Akademia pana Kleksa
- First edition cover
- Author: Jan Brzechwa
- Language: Polish
- Genre: Children's fantasy
- Publication date: 1946
- Publication place: Poland

= Akademia pana Kleksa (novel) =

1946 children's novel by Jan Brzechwa

Akademia Pana Kleksa (known in English as The Academy of Mr. Kleks, The Academy of Mr. Inkblot, or Mr. Inkblot's Academy) is a children's fantasy novel by Polish author Jan Brzechwa. First published in 1946, the book is the first in a trilogy of works by Brzechwa featuring the fictional character Professor Ambroży Kleks (Ambrose Inkblot)—commonly referred to as Pan Kleks, (Mr. Kleks)—the headmaster of a magical academy for wizards.

==Summary==
Akademia Pana Kleksa takes place at a magical academy for wizards run by the eccentric professor Ambroży Kleks (Ambrose Inkblot). The school is located in the fictional Fairylandia, at the end of Chocolate Street. The book follows Adaś Niezgódka (Adam Contrary), an unhappy, bullied 12-year-old boy who is guided to the academy by a raven blackbird. Adaś, along with 23 other boys attending the school—all of whose names begin with the letter "A"—are taught magical subjects by Kleks, including "kleksografia" ("inkblotography"), weaving of the letters, and how to magically repair broken objects.

==Sequels==
Akademia pana Kleksa was followed by two sequels, also written by Brzechwa: Podróże Pana Kleksa (Travels of Mr. Kleks, 1961), and Tryumf pana Kleksa (Triumph of Mr. Kleks, 1965).

==Film adaptation==
In 1983, Akademia Pana Kleksa was adapted into a two-part feature film of the same name, directed by Krzysztof Gradowski.

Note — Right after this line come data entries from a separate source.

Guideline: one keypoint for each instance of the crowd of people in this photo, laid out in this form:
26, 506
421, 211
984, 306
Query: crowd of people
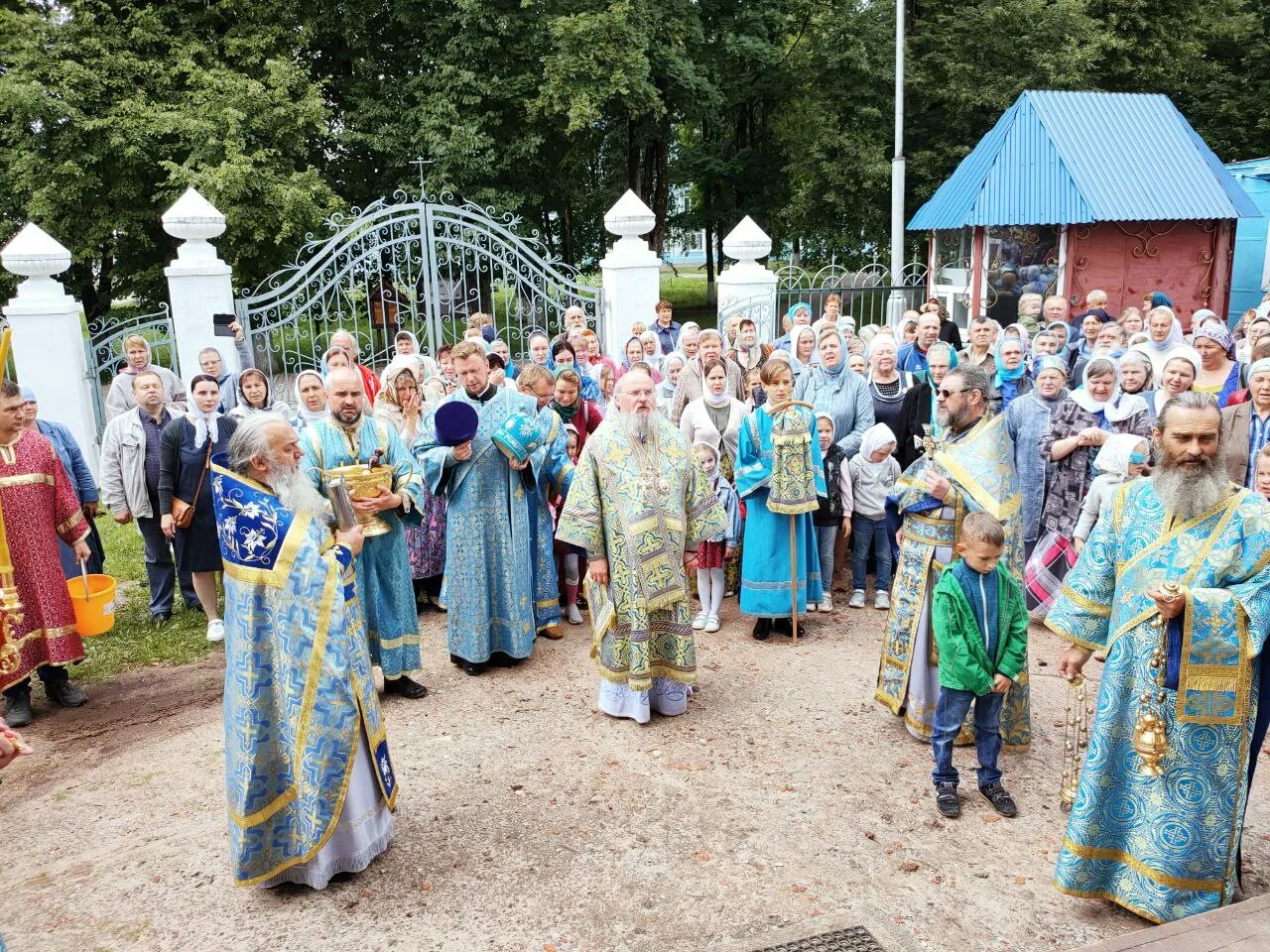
974, 483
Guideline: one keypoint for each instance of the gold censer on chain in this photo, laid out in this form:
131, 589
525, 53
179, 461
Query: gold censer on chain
1076, 740
1150, 731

On 8 December 2022, a teaser for a new Polish screen adaptation was released: Akademia pana Kleksa (2023 film) (Kleks Academy, 2023), directed by Maciej Kawulski. The film stars internationally known actor Tomasz Kot as Mr. Blot, and Antonina Litwiniak as Ada, a female version of Adaś Niezgódka. This version is distributed in English on the streaming platform Netflix. In 2024, the second part of the film was released titled Kleks i wynalazek Filipa Golarza. These films are considered a reboot of the series.